LACC has history -- a lot of it -- and already is assured of another U.S. Open in 2039.
Gil Hanse oversaw a restoration to the George Thomas Jr. design a dozen years ago to a course that first moved to this property in 1911. It offers just about everything.
"It's cool, very unique," Thomas said. "It has a wide variety of holes very short and very long. Hitting the fairway and getting it in the fairway is a premium. But you have a lot of wedges in your hand, and then you've got holes where you're trying to figure out how to make par."
And after all that, Thomas concluded, "I have absolutely no idea what the scores are going to be like."

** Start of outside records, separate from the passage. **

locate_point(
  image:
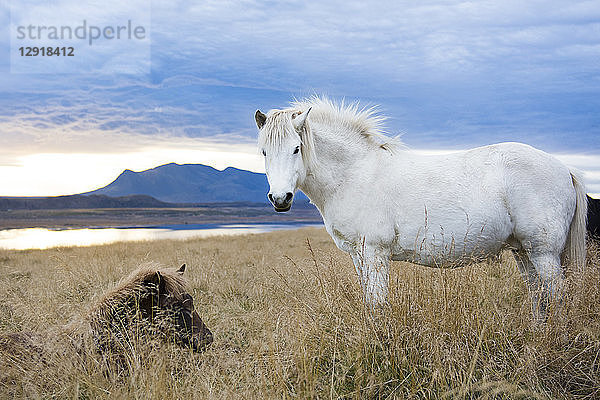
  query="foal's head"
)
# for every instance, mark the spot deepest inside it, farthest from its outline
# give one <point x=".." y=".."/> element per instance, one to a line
<point x="155" y="299"/>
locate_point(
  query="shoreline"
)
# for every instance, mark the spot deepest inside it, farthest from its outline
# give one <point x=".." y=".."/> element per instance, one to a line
<point x="141" y="218"/>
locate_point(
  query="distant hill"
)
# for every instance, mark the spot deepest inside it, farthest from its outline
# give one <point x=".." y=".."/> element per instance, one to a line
<point x="78" y="201"/>
<point x="192" y="183"/>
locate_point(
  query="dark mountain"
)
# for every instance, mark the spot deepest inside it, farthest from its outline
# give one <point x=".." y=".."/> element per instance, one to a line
<point x="78" y="201"/>
<point x="192" y="183"/>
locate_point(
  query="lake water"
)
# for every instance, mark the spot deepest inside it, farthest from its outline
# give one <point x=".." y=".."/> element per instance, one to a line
<point x="41" y="238"/>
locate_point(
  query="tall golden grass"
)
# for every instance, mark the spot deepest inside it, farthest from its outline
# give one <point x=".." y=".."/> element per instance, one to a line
<point x="288" y="320"/>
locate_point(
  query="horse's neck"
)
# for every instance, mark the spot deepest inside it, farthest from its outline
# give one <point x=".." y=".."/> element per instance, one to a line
<point x="337" y="164"/>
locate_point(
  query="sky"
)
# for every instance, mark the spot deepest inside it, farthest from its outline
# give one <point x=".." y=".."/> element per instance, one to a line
<point x="449" y="75"/>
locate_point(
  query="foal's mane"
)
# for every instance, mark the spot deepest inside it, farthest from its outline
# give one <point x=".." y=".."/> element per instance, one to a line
<point x="136" y="284"/>
<point x="361" y="123"/>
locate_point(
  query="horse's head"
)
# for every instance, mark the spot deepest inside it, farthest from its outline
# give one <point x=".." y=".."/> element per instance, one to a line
<point x="173" y="312"/>
<point x="283" y="139"/>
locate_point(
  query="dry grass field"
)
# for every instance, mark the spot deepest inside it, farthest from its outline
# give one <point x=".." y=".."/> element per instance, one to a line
<point x="288" y="322"/>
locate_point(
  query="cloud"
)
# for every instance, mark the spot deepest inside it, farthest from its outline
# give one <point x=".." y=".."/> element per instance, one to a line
<point x="449" y="74"/>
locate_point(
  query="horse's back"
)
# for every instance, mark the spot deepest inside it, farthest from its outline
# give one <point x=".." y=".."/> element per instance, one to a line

The par 3s will get plenty of attention, and that was another first for Thomas -- the first time he has ever hit a 3-wood into a par 3 twice in one round. The first was at the 284-yard seventh. The other was at the 290-yard 11th hole.
Thomas mentioned the importance of hitting the fairway and getting it in the fairway, and that's not always the same thing. On the 380-yard 12th hole, Thomas and Fowler each hit a long iron into the fairway, leaving a wedge or short iron. Spieth hit driver over the edge of a bunker on the left side. The shot was perfect -- or looked that way.
The turf is fast enough that the ball rolled out and didn't stop until it was in the right rough. It took him a while to find it. He had a lob wedge into the green without being able to control it, and control is everything in a U.S. Open.
The rough doesn't need to be thick to be penal with Bermuda grass. Even at 3 inches, golf balls sink to the bottom. This being a Sunday before U.S. Open week begins, the volunteer marshals had yet to show up.
"Every time we missed the fairway, it took more than one to find a ball," Thomas said. "It sits down. It's very odd for California, let alone a U.S. Open. I don't know if I've played a U.S. Open on Bermuda. But it's very, very nasty."
There was Bermuda grass at Pinehurst in 2014, but by then, the Bill Coore and Ben Crenshaw project had eliminated most of the Bermuda rough in favor of expansive waste areas.